Doug snapped this delicacy at Hillpark School, Manurewa.

Chess keeps abreast of fashion

Chess officials have decided some players are taking so long to make their move because they are really peering down their opponent's cleavage. ECU general secretary Sava Stoisavljevic told ChessBase news "many of the players were not wearing proper clothes" during games. It's the females who will have to play conservatively when picking from their closets before a tournament. The ECU has put restrictions on the amount of cleavage a player can display.

Stag party bad behaviour


"Having worked on doors for years, [I know] it is standard practice for bars to refuse large groups of guys on weekends. Stag groups tend to ruin the atmosphere - believing that because they are on a stag party any kind of outrageous/drunk behaviour is tolerated and that tends to drive away other clientele. Stag groups also tend to get aggressive and intimidating towards staff and other patrons. And a lot of older stag parties think they are reliving their youth by getting in fights with doormen or police ..," writes a reader.

Last words on speed tolerance

Final words on getting pinged 5km/h over the limit ...

1. To constantly look at your speedometer must be more dangerous that going 5km/h over (I'd rather everyone kept their eyes on the road).

2. A one-size-fits-all speed limit is ridiculous. Why does a 1500kg car with ABS and traction control have the same speed limit as a milk tanker in all areas where the limit is 90km/h or under, when the former has a much shorter stopping distance and better handling than the latter? This is exactly why the police need to use tolerance and discretion.

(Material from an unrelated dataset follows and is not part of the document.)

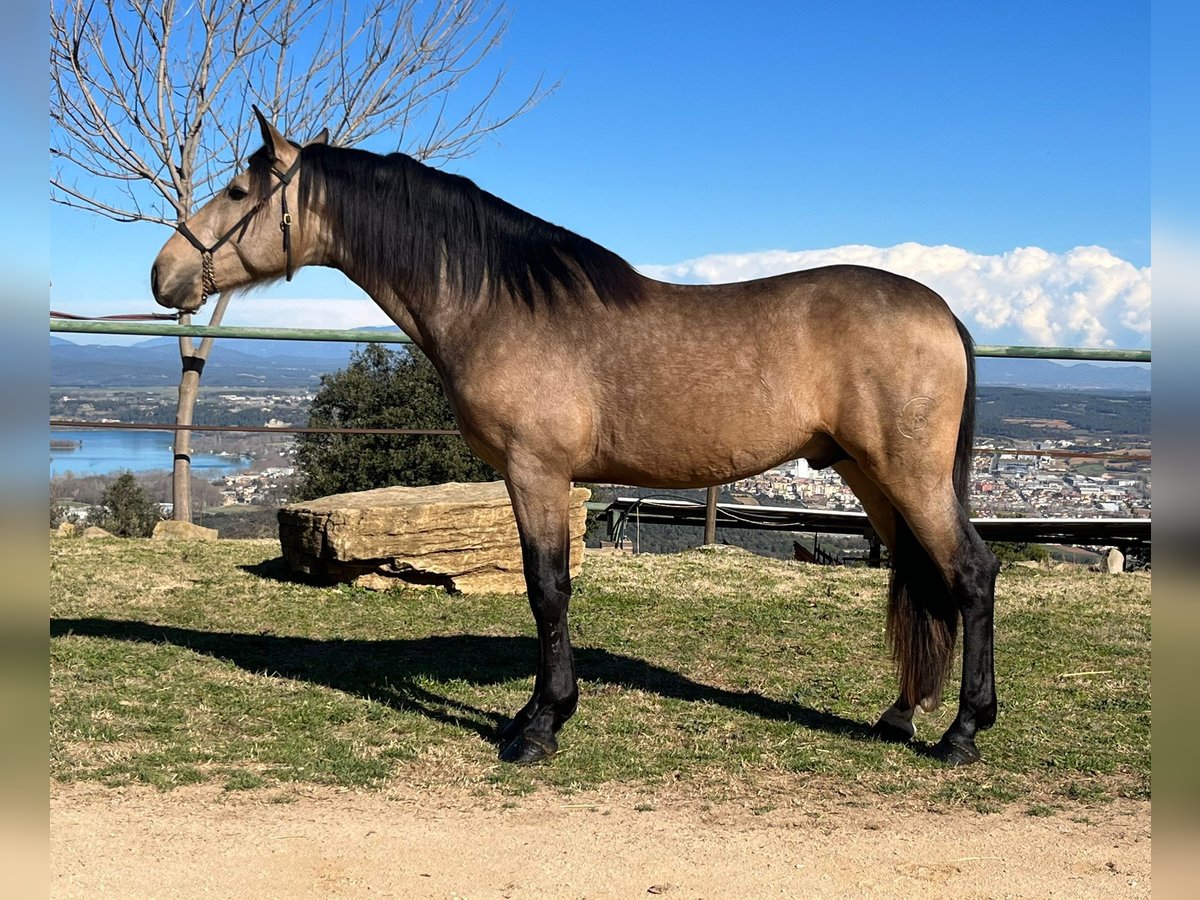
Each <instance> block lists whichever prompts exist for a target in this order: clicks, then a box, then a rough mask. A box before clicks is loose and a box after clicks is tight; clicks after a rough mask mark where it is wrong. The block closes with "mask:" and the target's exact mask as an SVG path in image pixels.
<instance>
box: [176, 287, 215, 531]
mask: <svg viewBox="0 0 1200 900" xmlns="http://www.w3.org/2000/svg"><path fill="white" fill-rule="evenodd" d="M228 305H229V301H228V300H227V299H226V295H224V294H221V295H220V298H218V299H217V305H216V307H215V308H214V310H212V318H211V319H209V326H210V328H211V326H216V325H220V324H221V319H222V318H223V317H224V311H226V306H228ZM179 324H181V325H191V324H192V317H191V316H190V314H184V316H180V317H179ZM211 352H212V338H211V337H205V338H204V340H202V341H200V346H199V347H197V346H196V344H194V343H192V338H191V337H180V338H179V356H180V362H181V364H182V370H184V371H182V374H181V376H180V379H179V402H178V403H176V404H175V425H191V424H192V414H193V412H194V410H196V398H197V397H198V396H199V392H200V374H202V373H203V372H204V364H205V362H206V361H208V359H209V354H210V353H211ZM170 499H172V506H173V509H172V515H170V517H172V518H174V520H175V521H176V522H191V521H192V432H191V430H180V431H176V432H175V462H174V466H173V467H172V484H170Z"/></svg>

3. How about cameras at busy traffic lights? Running red lights is rampant in Auckland and surely more dangerous than drifting slightly over the limit when coasting down into a dip ...

4. I would challenge all self-righteous motorists to prove they never go over the speed limit ... unless they are the types that drive at 80km/h on the open road.

5. Consumer NZ found most speedometers read from 2 per cent to 18 per cent slow.

6. Ticketing at 55km/h is revenue gathering. With the exception of backing over kids in driveways (which happens under the speed limit anyway), how many fatal accidents have there been at 55km/h?

7. Would you rather have car A doing 60km/h or car B doing 65 km/h avoid you as you cross the road? Under reasonable conditions, car A will require 39m of road to stop, car B 44m. Car B will still be travelling at 30km/h when car A has stopped.